Поначалу я думала, что у меня случится отравление сарказмом. Меня распирало при виде того, как люди в музеях заглядывали в инопланетные унитазы, подсматривали, словно в пип-шоу, за шлангом, бушующим под напором воды в бункере, или нерешительно топтались у рассыпанного на полу песка. Песка было совсем немного, будто кто обувь после пляжа вытрусил, а потом по полу разнес. К песку была приставлена охранница в форме – чтоб не топтали искусство. Она показалась мне куда более ярким экспонатом, чем сам песок: день-деньской стоит человек в пустом зале и, как только входит пытливый, озирающийся в поисках искусства зритель, срывается с места, тычет в пол, предотвращает вандализм и снова занимает свое место в углу, пока посетитель вдумчиво и с опаской обходит песок по периметру.
У одной из галерей человек в костюме динозавра раздавал листовки перфоманса «Художник держит горизонт». «Место перфоманса сокрыто», – прогундосил надувной динозавр. Наткнуться можно лишь случайно – ходите, мол, смотрите на горизонт. Если он не завален, значит, художник его держит, все нормально.
Я было выкатила закатившиеся за ненадежный горизонт глаза, но это был сизифов труд, потому что в соседней галерее выставлялась очень длинная веревка, а рядом – паутина. В кураторском тексте разворачивалась целая паучья экофилософия, но доставляла не столько паутина, сколько то, что в галерею была очередь. Люди страстно желали смотреть на хорошо подсвеченную паутину! Кто-то нечаянно задел искусство палкой для селфи, и все кричали в ужасе, как в фильме-катастрофе. Я почти озиралась в поисках Ходжи Насреддина, который выкрикивал бы у входа «Зверь по имени Паук!»

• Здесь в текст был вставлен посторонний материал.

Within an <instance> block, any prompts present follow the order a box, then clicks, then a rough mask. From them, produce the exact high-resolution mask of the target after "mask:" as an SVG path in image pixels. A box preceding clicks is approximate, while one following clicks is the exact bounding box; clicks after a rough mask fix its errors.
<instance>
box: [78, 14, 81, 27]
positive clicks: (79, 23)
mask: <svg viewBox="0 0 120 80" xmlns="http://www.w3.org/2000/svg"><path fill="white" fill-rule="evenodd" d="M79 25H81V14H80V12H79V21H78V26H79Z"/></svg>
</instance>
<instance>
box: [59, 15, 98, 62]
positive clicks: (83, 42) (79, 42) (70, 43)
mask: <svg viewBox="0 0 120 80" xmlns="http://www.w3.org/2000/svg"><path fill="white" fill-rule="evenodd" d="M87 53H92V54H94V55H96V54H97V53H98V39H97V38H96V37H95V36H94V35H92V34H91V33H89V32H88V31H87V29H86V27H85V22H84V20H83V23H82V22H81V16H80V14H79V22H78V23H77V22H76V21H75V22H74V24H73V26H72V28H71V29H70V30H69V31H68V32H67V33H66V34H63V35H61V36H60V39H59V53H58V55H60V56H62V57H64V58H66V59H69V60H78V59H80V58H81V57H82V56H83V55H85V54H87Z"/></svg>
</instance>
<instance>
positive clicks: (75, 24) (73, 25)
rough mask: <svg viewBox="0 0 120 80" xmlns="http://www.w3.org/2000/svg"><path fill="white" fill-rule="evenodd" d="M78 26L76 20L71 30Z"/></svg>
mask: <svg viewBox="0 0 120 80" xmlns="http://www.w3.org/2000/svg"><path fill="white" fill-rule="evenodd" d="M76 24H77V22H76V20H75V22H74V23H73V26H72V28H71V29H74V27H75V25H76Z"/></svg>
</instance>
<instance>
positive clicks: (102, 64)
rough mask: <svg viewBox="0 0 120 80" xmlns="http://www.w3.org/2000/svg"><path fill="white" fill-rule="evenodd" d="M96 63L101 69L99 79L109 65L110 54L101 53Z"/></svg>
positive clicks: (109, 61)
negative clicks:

Зрители на выставках превратились в полноправные экспонаты, а каталог – в специальный амулет, пробуждающий эту метаморфозу. Растеряно пройдя по залу, люди замирали над каталогами в ломанных позах, как в детской игре «море волнуется раз!», и читали тайнопись, растолковывающую им, на что они смотрят. Неискушенный зритель без путеводителя из гифтшопа ходил по залам молчаливо и подавленно, время от времени пытаясь спастись у бесполезных кураторских табличек с артспиком, и выходил из музея с чувством неопределенной ущербности.